This is the ongoing humanitarian fallout from a security forces calamity that occurred three months ago. In the early morning of January 25, dozens of elite police commandos were deployed to Maguindanao to arrest terrorist suspects hiding among local insurgents from the Moro Islamic Liberation Front. That operation became a deadly debacle in which 44 of the commandos died, along with 10 insurgents and 7 civilians. The military responded to the incident with an “all-out-offensive” against insurgents. Politicians obsess over who should take responsibility for the police deaths while ignoring the toll that the ongoing military operation is having on the local people.

The Muslim residents of restive Mindanao, the southern Philippine island where Maguindanao is located, are no strangers to dislocation due to separatist armed conflict. But the scale of the impact of this operation on people is significant – even by local standards. The number of internally displaced people in Maguindanao has fallen to about 70,000 after peaking at more than 125,000 after January 25, but their situation remains dire. In a report issued this week, Protection Cluster, a United Nations-supported initiative of government and nongovernmental groups, indicates that the military offensive has resulted in numerous alleged serious human rights abuses, and that military operations in the Maguindanao areas are “the main driving factor of displacement in the armed conflict.”

The report also alleges that people’s homes were destroyed as a result of the offensive, that the military has created indefinite “no-go” areas and unnecessarily restricted people’s freedom of movement, and that it has harassed people who try and return home to secure livestock, crops, and their belongings.

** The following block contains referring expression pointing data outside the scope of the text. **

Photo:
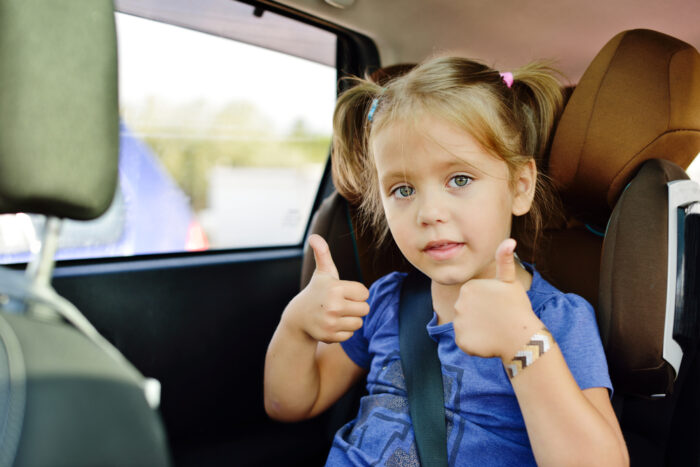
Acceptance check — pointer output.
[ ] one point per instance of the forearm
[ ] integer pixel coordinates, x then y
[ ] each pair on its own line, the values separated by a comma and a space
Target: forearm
291, 374
564, 427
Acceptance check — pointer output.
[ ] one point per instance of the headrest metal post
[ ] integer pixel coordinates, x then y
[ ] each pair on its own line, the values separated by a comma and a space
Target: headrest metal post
40, 267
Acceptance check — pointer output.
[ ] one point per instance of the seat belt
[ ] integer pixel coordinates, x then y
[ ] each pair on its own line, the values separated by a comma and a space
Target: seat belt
422, 371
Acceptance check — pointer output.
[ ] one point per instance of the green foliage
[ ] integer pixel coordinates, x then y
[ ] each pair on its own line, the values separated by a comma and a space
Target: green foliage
191, 139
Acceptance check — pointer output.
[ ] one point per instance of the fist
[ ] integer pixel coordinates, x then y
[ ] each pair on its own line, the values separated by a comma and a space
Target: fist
328, 309
493, 317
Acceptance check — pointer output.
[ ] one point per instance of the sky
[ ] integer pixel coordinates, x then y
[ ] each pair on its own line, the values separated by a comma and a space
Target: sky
181, 66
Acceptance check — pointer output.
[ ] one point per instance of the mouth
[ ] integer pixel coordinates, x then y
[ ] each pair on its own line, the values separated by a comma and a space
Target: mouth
441, 250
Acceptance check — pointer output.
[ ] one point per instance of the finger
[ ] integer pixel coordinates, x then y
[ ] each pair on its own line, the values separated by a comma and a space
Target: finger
352, 308
349, 324
341, 336
322, 255
505, 262
353, 290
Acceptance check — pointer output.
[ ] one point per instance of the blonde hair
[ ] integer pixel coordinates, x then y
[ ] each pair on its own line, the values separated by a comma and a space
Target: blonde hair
512, 123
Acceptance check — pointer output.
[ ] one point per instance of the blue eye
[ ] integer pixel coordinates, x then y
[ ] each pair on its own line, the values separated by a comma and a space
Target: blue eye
403, 191
460, 181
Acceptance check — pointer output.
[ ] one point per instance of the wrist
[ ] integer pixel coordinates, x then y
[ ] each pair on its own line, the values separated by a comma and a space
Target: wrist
518, 336
539, 343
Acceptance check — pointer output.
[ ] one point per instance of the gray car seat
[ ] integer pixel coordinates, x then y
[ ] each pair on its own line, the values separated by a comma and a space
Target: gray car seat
67, 396
628, 131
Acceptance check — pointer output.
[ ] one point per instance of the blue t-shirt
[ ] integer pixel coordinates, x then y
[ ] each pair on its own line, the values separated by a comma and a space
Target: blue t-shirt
484, 423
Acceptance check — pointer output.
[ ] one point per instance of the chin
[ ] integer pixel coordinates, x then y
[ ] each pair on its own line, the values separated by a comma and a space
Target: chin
448, 277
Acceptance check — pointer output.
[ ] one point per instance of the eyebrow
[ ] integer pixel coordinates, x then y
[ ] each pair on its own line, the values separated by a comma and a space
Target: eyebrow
405, 174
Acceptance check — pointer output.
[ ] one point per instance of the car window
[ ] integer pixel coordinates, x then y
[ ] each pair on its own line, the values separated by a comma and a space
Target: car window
222, 142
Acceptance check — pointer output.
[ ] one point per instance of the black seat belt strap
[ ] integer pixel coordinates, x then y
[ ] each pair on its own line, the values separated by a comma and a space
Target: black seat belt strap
422, 371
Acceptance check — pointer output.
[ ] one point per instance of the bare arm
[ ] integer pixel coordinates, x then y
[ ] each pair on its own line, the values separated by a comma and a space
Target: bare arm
306, 369
567, 426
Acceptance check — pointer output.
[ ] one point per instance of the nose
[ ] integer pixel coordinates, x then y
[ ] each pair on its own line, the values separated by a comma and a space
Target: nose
431, 209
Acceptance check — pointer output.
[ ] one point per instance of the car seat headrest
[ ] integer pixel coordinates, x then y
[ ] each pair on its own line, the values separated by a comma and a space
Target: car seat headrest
59, 114
637, 100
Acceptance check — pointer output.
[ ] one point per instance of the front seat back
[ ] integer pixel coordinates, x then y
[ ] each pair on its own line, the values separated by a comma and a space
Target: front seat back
67, 396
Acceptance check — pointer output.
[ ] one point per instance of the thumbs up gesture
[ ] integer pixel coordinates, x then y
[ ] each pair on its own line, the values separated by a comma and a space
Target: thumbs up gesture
328, 309
494, 317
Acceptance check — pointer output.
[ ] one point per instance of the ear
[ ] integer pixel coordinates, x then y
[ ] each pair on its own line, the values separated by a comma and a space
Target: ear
524, 189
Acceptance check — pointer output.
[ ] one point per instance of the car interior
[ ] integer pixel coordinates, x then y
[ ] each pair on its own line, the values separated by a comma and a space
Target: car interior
197, 324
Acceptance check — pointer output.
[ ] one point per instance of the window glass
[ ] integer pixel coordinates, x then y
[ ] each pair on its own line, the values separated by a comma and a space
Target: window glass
222, 145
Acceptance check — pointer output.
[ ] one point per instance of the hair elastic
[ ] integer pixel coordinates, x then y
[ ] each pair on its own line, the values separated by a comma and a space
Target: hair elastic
372, 109
507, 78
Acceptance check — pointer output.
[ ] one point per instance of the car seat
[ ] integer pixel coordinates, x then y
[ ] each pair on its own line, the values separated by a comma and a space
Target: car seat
631, 126
67, 396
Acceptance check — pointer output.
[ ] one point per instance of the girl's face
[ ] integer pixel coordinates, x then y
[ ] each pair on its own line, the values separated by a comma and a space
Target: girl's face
448, 202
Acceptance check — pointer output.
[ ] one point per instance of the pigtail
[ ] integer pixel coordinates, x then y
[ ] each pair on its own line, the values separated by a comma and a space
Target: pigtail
350, 127
539, 92
539, 103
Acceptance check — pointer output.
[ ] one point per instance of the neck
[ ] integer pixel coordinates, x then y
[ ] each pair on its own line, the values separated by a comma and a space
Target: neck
445, 296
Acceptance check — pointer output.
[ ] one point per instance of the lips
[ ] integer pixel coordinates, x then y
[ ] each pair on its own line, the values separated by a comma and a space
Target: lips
441, 250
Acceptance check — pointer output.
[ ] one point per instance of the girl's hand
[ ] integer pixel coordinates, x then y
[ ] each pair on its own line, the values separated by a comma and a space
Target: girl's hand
328, 309
494, 317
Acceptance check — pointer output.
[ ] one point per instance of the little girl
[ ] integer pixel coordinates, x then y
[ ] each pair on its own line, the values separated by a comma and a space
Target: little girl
450, 150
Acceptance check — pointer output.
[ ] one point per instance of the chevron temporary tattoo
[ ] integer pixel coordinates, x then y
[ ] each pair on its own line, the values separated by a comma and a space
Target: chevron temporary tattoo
540, 342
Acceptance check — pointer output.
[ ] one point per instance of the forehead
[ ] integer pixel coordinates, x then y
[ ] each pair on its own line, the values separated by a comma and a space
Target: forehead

The report also alleges that soldiers are present in evacuation centers and relief distribution sites, are present in schools, and have even deployed children to gather intelligence about insurgent operations. 

These allegations demand an urgent investigation. Philippine President Benigno Aquino needs to make clear to the armed forces that the liberty, safety, and livelihoods of the people of Maguindanao cannot be held hostage to anti-insurgent operations.